Eleonor
Entro no meu quarto como se fosse o inferno, o chão fosse de pura gosma, como se aquilo fosse me afundar, mas coloco as duas malas em cima da cama. Caminho até o closet e pego tudo. Absolutamente tudo. Meus patins e as fotos mais pessoais que eu tenho com meu pai. Abro as gavetas e pego minhas boinas e coloco tudo dentro da cama, assim que acabo sento no chão e respiro fundo. Ainda posso sentir.
Ainda não queria me desfazer isso. Ainda sinto falta, ainda sonho com ele assistindo minha apresentações, eu deveria ficar feliz quando chego ao pódio, mas só sinto vontade chorar porque eu não tenho ninguém torcendo por mim. Porque ele me deixou sozinha. Ainda me lembro da dor quando me contaram que ele tinha morrido. Parecia que meu peito ia rachar, e rachou. Eu quase morri. Deveria ter morrido.
Engoli o choro a seco e peguei minhas malas, e desci as escadas, silenciosamente, a mansão Fane é silenciosa outra vez. Eu jurava que poderia ouvir vozes quando meu pai morreu. Antes que eu saia, paro e sinto um frio na espinha mas não me deu medo. Foi mais como um ventinho gelado no verão. Me viro para trás e não tem nada, a porta do escritório está aberta, não entro no escritório do meu pai desde que ele morreu. Não consigo, por mais que minha dissesse que eu entrava quando estava dormindo.
Já cresci, eu acho que consigo. Deixo as malas no corredor e me aproximo da porta, coloco a mão na maçaneta e engoli o medo e a vontade de fugir da realidade. Empurro a porta. Sinto o mesmo ventinho na cara então entro e fecho a porta nas minhas costas.
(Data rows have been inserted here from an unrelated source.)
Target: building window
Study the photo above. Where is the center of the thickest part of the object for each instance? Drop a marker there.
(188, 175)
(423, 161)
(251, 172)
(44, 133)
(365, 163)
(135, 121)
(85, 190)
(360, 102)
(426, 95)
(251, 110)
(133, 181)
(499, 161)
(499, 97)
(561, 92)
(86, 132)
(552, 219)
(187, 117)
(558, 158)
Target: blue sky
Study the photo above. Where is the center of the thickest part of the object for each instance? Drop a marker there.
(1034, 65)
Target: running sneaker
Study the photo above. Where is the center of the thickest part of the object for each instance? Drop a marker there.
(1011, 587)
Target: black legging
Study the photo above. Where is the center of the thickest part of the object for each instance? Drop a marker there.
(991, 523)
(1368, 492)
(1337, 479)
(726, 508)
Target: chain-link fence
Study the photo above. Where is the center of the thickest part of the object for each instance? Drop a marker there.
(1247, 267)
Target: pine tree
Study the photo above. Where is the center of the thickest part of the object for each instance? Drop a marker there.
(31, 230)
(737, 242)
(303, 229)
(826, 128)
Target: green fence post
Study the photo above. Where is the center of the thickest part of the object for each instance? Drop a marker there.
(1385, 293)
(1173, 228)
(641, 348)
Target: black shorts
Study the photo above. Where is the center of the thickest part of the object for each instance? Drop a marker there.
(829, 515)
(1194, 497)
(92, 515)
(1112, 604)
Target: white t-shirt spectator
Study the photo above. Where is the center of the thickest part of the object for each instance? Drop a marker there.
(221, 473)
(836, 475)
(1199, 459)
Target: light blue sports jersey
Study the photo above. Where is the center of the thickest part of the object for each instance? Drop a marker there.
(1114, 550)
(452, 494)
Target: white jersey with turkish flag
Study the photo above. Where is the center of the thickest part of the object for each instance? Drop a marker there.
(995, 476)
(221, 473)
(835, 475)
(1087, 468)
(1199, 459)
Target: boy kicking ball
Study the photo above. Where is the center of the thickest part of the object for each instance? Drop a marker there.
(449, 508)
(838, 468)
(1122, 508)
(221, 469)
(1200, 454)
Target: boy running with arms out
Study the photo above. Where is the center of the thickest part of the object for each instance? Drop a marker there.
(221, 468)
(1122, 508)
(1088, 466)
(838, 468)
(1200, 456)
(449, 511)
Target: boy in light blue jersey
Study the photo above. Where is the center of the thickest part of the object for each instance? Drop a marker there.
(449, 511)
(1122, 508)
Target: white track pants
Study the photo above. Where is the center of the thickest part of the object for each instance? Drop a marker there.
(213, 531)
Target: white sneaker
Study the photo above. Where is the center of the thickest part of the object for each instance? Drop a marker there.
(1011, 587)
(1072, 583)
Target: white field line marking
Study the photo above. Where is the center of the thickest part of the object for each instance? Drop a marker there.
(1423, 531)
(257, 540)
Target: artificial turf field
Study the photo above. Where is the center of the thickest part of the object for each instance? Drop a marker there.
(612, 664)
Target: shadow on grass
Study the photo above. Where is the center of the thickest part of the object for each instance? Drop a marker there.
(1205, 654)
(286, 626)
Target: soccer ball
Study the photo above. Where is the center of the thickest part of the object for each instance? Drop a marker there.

Olho ao redor e todos os móveis, todos os livros e todos os retratos estão intocáveis, meus troféus estão atrás da mesa dela e minhas fotos da competição estão ali.
Quero pegar e ir embora mas não consigo me mexer. Não quero pegar. Se eu pegar significa que eu aceitei a morte dele. Significa que eu continuei e isso é mentira porque eu sinto falta dele todos os dias, parece tudo pra mim é cinza. Sempre que entro no gelo eu olho para um ponto específico, e a cadeira sempre está vazia. Sempre dói e sempre arde. Sempre queima. Isso foi tão cruel. Foi tão ruim.
Vejo a janela aberta e vi de onde o vento está entrando. Caminho até ela para fechar mas paro, perto da lareira, tem uma sequência de fotos, casamento dele, mamãe grávida, Rika bebê, mamãe grávida, eu e Rika, nos quatro quando fomos para Espanha. Eu e meu pai em Londres, gostávamos de andar combinando. Depois Paris e Bélgica, então Espanha com ele. E Rússia, cada país. Gostei do Brasil. Achei muito calor mas gostava das pessoas. Da comida e de como todo mundo falava com todos.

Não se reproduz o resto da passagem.